To each and to all greetings.
I am writing from Saint-Remy-de-Provence where I am spending a week with Jean and Paul who are still meandering through France in search of the perfect setting for their art work. The setting is nearly idyllic, in the middle of an olive orchard, at the edge of town, in a rented house (the French call it a “gite”) with the momentous name of “Mas du Roi des Rois”, i.e. Home of the King of Kings. No wonder, I have been stuck in awe ever since my arrival.
My hosts being artists did welcome me at the TGV station in Avignon with huge paint brushes in hand, so that I would be sure not to miss them. And then since then, it has been slave labor: I have been initiated to painting with soft pastels, and forced to produce something almost every day. One misstep and as with apprentices of yesteryear, I got stuck with brushstrokes by the masters. I was even forced to take a walk in nature and go to the shore of Lac de Peiroou in the Alpilles; it is an artificial lake created during the first century BC by the Romans when they built a dam on the local stream. The landscape is spectacular and my modest rendering in no way does justice to the actual view.
Among other indignities, I was forced to come to town to an art show, to return to town on market day (absolutely spectacular) and to spend one day to go to Camargue to the ornithological park of Pont du Gau, the most distinguished denizens of which are pink flamingos who continue doing their flamingo thing with total disregard for their human visitors. Almost as distinguished are the mosquitoes who are supposed to feast on human blood, but a little breeze during our day frustrated their voracity, and you could have heard me sing, well hum at most, “O Freude”. Less famous, but certainly quite spectacular are beavers, carps, and other animals that are difficult to meet on an ordinary subway ride.
Each of you will be able to understand, I trust, why I anticipate with strong feelings the arrival of Friday when I catch a bullet train to Paris.
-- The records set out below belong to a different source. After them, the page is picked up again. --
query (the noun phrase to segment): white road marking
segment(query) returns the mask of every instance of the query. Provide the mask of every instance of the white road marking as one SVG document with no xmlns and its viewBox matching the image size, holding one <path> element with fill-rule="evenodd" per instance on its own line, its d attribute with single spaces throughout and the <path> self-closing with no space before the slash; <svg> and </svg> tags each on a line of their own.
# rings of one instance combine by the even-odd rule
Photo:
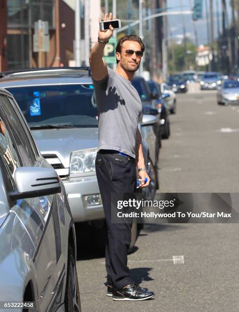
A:
<svg viewBox="0 0 239 312">
<path fill-rule="evenodd" d="M 172 261 L 173 264 L 184 264 L 184 256 L 173 256 L 171 259 L 151 259 L 150 260 L 129 260 L 128 263 L 143 263 L 149 262 L 164 262 L 167 261 Z M 104 262 L 101 263 L 101 264 L 105 264 Z"/>
<path fill-rule="evenodd" d="M 173 256 L 173 264 L 184 264 L 184 256 Z"/>
<path fill-rule="evenodd" d="M 204 112 L 204 115 L 215 115 L 216 114 L 215 112 Z"/>
<path fill-rule="evenodd" d="M 168 169 L 162 169 L 161 171 L 181 171 L 180 168 L 169 168 Z"/>
<path fill-rule="evenodd" d="M 217 130 L 217 132 L 222 132 L 222 133 L 231 133 L 231 132 L 238 132 L 239 129 L 232 129 L 231 128 L 221 128 L 220 130 Z"/>
</svg>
Witness to my sufferings, some of my “artwork” is exhibited below:
Self Portraits After Too Much Wine
Also a sample of what I saw in St. Remy.
For those among you who remain clueless, Saint-Remy-de-Provence is where Vincent Van Gogh was interned; more recently Dr. Albert Schweitzer was also interned in the same place, although for different reasons, the latter because he was a German subject and it was not fashionable to be so during WWI. Among other titles to fame, Saint-Remy was Charles Gounod’s birthplace and it had already been so earlier to Nostradamus.
In spite of everything, as documented above, I cannot thank enough Paul and Jean for their kindness, their hospitality, and their patience and their permanent upbeat mood.